Consider a function $f : D \rightarrow \mathbb{C}$ with Laurent Series Expansion of the form $$ f(z) = \sum_{n = 0}^\infty a_n (z - z_0 )^n $$ where $z_0 \in D$ is a singular point of $f$. We can then classify the singularity $z_0$, from the laurent expansion of $f$, as follows:
- $z_0$ is a removable singularity if $a_n = 0$ for all $n < 0$.
- $z_0$ is a simple pole if $a_n = 0$ for all $n < -1$ and $a_{-1} \neq 0$.
- $z_0$ is a pole of order $N$, where $N \in \mathbb{Z}^+$, if $a_n = 0$ for all $n < -N$ and $a_{-N} \neq 0$.
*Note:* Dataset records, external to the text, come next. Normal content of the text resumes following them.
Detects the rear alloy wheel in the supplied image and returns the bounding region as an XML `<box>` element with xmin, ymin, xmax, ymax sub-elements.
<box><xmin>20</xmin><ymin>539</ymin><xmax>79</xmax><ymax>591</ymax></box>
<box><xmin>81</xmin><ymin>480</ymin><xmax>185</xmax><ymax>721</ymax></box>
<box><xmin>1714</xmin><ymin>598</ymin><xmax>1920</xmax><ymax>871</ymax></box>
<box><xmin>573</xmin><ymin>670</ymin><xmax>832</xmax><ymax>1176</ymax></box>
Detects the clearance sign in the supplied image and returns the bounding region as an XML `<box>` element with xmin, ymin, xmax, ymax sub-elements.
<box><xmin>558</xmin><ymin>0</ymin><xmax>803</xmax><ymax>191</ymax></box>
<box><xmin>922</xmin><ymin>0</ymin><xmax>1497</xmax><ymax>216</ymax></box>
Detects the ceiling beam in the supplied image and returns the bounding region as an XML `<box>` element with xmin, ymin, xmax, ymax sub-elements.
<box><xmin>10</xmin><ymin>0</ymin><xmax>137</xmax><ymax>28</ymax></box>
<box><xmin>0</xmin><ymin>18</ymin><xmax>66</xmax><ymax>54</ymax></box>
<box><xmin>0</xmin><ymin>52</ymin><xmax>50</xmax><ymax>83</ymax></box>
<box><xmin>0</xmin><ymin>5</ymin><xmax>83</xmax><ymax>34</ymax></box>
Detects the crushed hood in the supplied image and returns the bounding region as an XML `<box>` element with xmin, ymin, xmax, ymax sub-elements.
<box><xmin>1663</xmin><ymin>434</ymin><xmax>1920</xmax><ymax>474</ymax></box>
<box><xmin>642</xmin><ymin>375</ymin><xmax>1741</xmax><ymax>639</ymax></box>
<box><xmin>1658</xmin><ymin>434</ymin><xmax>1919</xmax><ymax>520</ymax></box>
- $z_0$ is an essential singularity of $f$ if no such $N$ (from the above point) exists.
However, for some functions, such as $$ f(z) = \frac{1 - e^{iz}}{z^2} \hspace{5mm} \text{or} \hspace{5mm} f(z) = \frac{e^{iz}}{z^2+4} $$ it is not easily possible to calculate the Laurent series expansion. Thus, we must find another (easier way) to classify the singularities. How would one do this?
EDIT: I have discovered that, if $z_0$ is a singularity of $f$, then if the limit $$ \lim_{z \rightarrow z_0} (z-z_0) f(z) $$ exists and is non-zero, then $z_0$ is a Simple Pole. However, I am still unsure of how to classify a singularity of this condition is not true...